Some things never change. It was about 2300 years ago when the Greek philosopher Aristotle said:
“Criticism is something we can avoid easily by…doing nothing….”
About 100 years ago, our philosopher president, Teddy Roosevelt said:
“It behooves every man to remember that the work of the critic is of altogether secondary importance, and that, in the end, progress is accomplished by the man who does things.”
If you want to avoid the critics, then do nothing and accomplish nothing. Don’t run for president. Don’t aspire to leadership in your company. Don’t make suggestions. Don’t volunteer. Don’t become a pastor or school principal. Don’t get “in the arena” (another familiar Teddy Roosevelt quote) and stay out of the kitchen. The kitchen is always hot for leaders. Leadership is not for the thin-skinned who wither every time the critics show up, and they will always show up if you are trying to do something significant. So let me make it simple for you: if you can’t handle criticism, you won’t be able to lead effectively.
Since every leadership situation is different, there is not a one size fits all formula for coping. My suggestion is to answer the following four questions as fully and honestly as you can before you respond to the critics.

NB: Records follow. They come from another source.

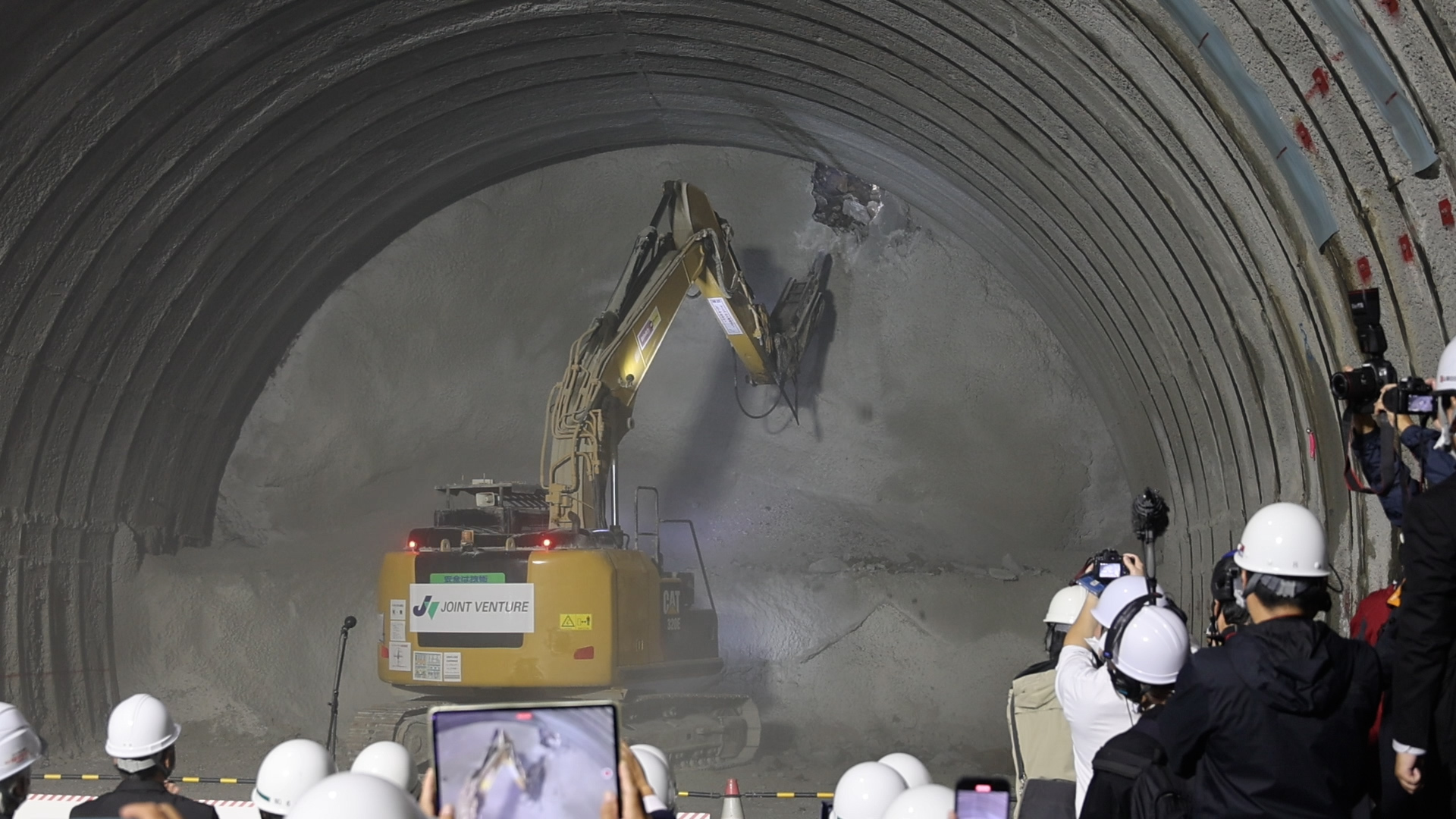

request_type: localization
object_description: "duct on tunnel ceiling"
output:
[0,0,1456,739]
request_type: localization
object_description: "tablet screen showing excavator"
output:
[429,702,617,819]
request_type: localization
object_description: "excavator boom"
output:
[541,182,828,531]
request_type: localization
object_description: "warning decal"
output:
[638,307,663,350]
[389,642,410,672]
[415,651,446,682]
[708,299,744,335]
[560,615,592,631]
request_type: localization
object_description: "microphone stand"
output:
[326,615,359,758]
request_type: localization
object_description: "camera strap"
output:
[1339,403,1401,497]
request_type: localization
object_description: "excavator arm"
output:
[541,182,828,531]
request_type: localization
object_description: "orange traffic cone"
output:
[718,780,744,819]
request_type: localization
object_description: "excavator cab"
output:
[348,182,830,768]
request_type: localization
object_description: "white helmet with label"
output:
[1112,606,1188,685]
[880,752,930,789]
[288,771,424,819]
[0,702,46,780]
[350,740,419,792]
[253,739,334,816]
[1092,574,1168,628]
[1434,338,1456,450]
[1233,503,1329,577]
[632,745,677,809]
[106,694,182,759]
[831,762,905,819]
[883,784,956,819]
[1041,586,1087,625]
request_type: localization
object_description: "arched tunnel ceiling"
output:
[0,0,1456,733]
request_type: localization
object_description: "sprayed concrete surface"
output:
[99,147,1130,792]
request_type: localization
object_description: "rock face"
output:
[115,147,1128,770]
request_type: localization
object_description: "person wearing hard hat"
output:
[353,740,419,792]
[1204,552,1249,647]
[1079,599,1188,819]
[1386,341,1456,816]
[622,745,677,819]
[1006,586,1087,819]
[1057,554,1168,811]
[0,702,46,819]
[253,739,335,819]
[830,762,907,819]
[288,771,425,819]
[71,694,217,819]
[1157,503,1380,819]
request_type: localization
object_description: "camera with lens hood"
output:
[1329,288,1410,416]
[1383,376,1436,416]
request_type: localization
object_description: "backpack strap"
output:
[1092,745,1156,780]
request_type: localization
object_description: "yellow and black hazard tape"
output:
[41,774,258,786]
[677,790,834,799]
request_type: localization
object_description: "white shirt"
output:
[1057,640,1141,814]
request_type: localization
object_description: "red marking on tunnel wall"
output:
[1304,67,1329,99]
[1294,122,1315,153]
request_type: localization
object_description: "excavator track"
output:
[344,698,446,774]
[344,691,763,773]
[622,694,763,771]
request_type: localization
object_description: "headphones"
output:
[1102,577,1162,702]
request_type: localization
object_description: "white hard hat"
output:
[0,702,46,780]
[288,771,424,819]
[1432,338,1456,395]
[1233,503,1329,577]
[883,784,956,819]
[106,694,182,759]
[1112,606,1188,685]
[880,754,930,789]
[632,745,677,809]
[1092,574,1168,628]
[834,762,905,819]
[253,739,334,816]
[632,745,673,768]
[350,740,419,792]
[1041,586,1087,625]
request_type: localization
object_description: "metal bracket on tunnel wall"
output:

Question #1: Who or what is the target? Criticism can be specific to the leader: “she’s a lousy CEO” or “he can’t preach worth a flip.” It can be directed at a group: “union members are lazy and overpaid” or “the engineers don’t know how to design anything we can actually build.” A project can be the target of criticism: “buying that machine is a waste of money” or “why on earth do we need a new building for the children’s ministry?” Though all criticism may feel personal, it isn’t always personal. Recognizing the target is an important first step in deciding whether to respond and how to respond.
Question #2: Who is the source? “Consider the source” is wise counsel. Is the critic an insider or outsider? Is the critic an enemy who would oppose most anything you try to do, or someone who usually—but not this time—supports what you are trying to do? Is the criticism from one person or many? Is the critic someone who believes they have the “gift of criticism” and feels entitled—even obligated—to exercise the gift every chance they get?

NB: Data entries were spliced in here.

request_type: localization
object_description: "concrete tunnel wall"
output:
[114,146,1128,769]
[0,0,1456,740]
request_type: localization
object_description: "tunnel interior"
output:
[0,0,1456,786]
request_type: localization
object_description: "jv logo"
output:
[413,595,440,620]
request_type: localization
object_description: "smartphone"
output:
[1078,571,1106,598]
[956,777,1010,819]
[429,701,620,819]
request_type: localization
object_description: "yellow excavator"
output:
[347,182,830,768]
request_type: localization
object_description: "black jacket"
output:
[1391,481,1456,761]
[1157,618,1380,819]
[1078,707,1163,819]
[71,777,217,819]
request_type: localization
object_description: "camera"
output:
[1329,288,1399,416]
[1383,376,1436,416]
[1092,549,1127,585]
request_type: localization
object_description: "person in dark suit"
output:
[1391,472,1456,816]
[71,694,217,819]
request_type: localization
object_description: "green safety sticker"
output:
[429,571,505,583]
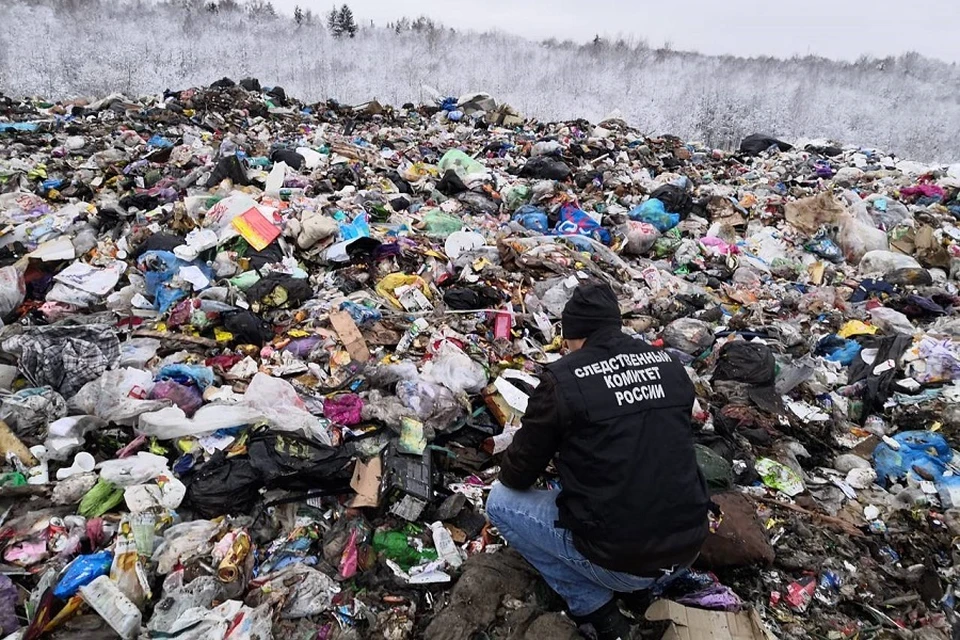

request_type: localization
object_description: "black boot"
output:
[570,599,634,640]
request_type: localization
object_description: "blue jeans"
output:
[487,482,683,616]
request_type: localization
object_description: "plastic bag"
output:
[859,251,920,275]
[555,203,612,245]
[117,338,160,369]
[873,431,953,486]
[323,393,363,427]
[157,364,213,391]
[423,342,487,393]
[0,266,27,320]
[437,149,487,183]
[803,229,843,262]
[137,404,264,440]
[627,198,680,233]
[623,220,660,256]
[152,520,225,575]
[513,204,550,233]
[53,551,113,600]
[257,563,340,620]
[149,380,203,418]
[870,307,917,336]
[864,193,913,231]
[423,209,463,238]
[0,387,67,437]
[340,213,370,240]
[376,273,430,309]
[663,318,714,355]
[100,451,170,487]
[69,368,170,426]
[244,373,330,444]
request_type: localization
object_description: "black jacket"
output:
[500,329,710,576]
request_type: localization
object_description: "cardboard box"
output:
[646,600,775,640]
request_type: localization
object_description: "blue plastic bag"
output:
[873,431,953,486]
[156,364,213,391]
[53,551,113,600]
[137,251,215,313]
[817,336,863,366]
[627,198,680,233]
[554,203,612,244]
[340,213,370,240]
[803,231,843,262]
[147,134,173,149]
[513,204,550,233]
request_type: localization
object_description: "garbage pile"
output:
[0,79,960,640]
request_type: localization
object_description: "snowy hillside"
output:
[0,0,960,161]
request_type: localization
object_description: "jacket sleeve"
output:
[500,373,566,491]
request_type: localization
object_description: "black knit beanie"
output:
[561,282,623,340]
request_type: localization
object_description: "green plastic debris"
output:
[423,209,463,238]
[77,479,123,518]
[373,525,438,571]
[756,458,806,498]
[0,471,27,487]
[694,444,733,493]
[503,184,533,211]
[437,149,487,180]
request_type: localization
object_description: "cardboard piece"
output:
[330,311,370,362]
[645,600,774,640]
[350,456,383,509]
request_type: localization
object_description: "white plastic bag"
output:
[100,451,172,487]
[860,251,920,275]
[240,373,330,444]
[137,404,264,440]
[423,342,487,393]
[0,266,27,320]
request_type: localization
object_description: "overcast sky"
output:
[273,0,960,62]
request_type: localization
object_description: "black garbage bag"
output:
[740,133,793,156]
[650,184,693,218]
[223,309,273,347]
[713,340,777,386]
[267,87,287,107]
[240,78,260,91]
[246,273,313,311]
[184,451,264,518]
[243,242,283,271]
[247,428,353,493]
[120,193,160,211]
[520,156,571,180]
[713,340,783,413]
[270,149,305,171]
[847,335,913,421]
[205,156,250,189]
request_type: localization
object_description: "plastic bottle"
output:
[430,522,463,568]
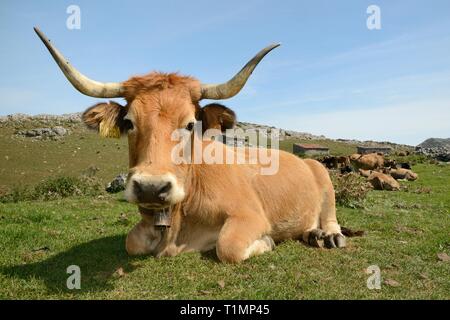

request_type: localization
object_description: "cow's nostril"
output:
[159,181,172,195]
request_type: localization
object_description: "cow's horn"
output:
[34,28,124,98]
[202,44,280,100]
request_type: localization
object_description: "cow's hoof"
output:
[324,233,345,249]
[308,229,325,248]
[261,235,275,250]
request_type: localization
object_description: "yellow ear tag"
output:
[99,121,120,138]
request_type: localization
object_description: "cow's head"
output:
[35,28,278,209]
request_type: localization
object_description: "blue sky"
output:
[0,0,450,145]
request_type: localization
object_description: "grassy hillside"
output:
[0,120,450,299]
[0,124,128,188]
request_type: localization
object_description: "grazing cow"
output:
[395,162,412,170]
[350,153,384,170]
[389,168,419,181]
[320,156,350,169]
[35,29,345,263]
[367,171,400,191]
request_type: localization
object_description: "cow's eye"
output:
[186,121,195,131]
[123,119,134,131]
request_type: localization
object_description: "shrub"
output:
[330,172,372,208]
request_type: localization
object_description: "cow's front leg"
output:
[126,218,161,255]
[216,214,275,263]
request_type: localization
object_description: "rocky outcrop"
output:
[0,113,81,125]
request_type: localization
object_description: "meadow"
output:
[0,121,450,299]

Question #3: What is the motive of the criticism? Criticism can arise from damaged self-interests, wounded egos, jealousy, hurt feelings, and so on. Sometimes, it arises from well-intentioned and honest disagreement. Understanding the motive—to hurt or help—is a key part of developing your response.

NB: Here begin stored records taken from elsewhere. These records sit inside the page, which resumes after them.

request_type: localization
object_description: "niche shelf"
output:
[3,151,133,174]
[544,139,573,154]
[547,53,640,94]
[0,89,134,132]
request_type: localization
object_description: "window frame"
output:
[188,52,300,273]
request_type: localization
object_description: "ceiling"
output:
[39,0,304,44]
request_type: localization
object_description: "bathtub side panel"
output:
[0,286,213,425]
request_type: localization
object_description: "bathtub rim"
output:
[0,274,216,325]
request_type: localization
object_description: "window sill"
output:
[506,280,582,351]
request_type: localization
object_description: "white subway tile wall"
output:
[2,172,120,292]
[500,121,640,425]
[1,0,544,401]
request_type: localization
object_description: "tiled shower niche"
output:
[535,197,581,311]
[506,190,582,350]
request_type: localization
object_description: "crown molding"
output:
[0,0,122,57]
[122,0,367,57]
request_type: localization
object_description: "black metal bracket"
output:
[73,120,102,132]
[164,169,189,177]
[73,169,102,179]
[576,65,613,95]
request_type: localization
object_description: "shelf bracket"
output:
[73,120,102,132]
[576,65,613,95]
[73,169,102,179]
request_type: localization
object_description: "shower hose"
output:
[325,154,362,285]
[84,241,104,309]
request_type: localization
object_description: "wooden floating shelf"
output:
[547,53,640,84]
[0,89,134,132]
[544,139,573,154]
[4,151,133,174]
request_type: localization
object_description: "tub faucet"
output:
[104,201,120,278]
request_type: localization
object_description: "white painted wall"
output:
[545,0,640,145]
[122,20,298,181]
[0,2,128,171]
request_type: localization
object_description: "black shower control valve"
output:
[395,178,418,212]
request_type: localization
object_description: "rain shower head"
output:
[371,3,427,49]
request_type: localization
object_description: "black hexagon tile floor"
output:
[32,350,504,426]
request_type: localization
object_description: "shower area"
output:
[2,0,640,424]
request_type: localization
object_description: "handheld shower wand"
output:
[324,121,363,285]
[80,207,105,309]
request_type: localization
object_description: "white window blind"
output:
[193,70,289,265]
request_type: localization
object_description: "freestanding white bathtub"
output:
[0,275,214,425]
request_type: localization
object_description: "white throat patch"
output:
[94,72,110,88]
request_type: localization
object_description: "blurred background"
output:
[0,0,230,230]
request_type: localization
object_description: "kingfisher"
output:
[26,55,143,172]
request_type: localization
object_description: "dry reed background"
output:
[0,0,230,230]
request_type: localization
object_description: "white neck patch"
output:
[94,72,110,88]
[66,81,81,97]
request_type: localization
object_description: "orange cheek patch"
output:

Question #4: How true is the criticism? It is a serious mistake to automatically discount all criticism as untrue and irrelevant, no matter the source. Good people with good intentions are sometimes correctly criticized by good people with good intentions. Presume the critic has good intent so you will assess the criticism for truth with an open mind. Don’t try to assess the truth of it by yourself, especially if the criticism is personal. Ask people you trust, “What does this mean and is it true?”
Responding To Criticism Your response will flow out of the answers to the above four questions. You may—often wisely—choose to ignore the criticism and keep working. If you choose to respond, don’t react quickly or in anger.Laurence J. Peter, author of The Peter Principle, said it this way:
“Speak when you are angry and you’ll make the best speech you’ll ever regret.”
So go slowly and be calm. The target of your response should be the criticism, not the critic. The purpose of your response should be to elevate truth, not self. The tone of your response should be to build up, not tear down.
Finally, when the sticks and stones do actually hurt, don’t let criticism turn you into a critic.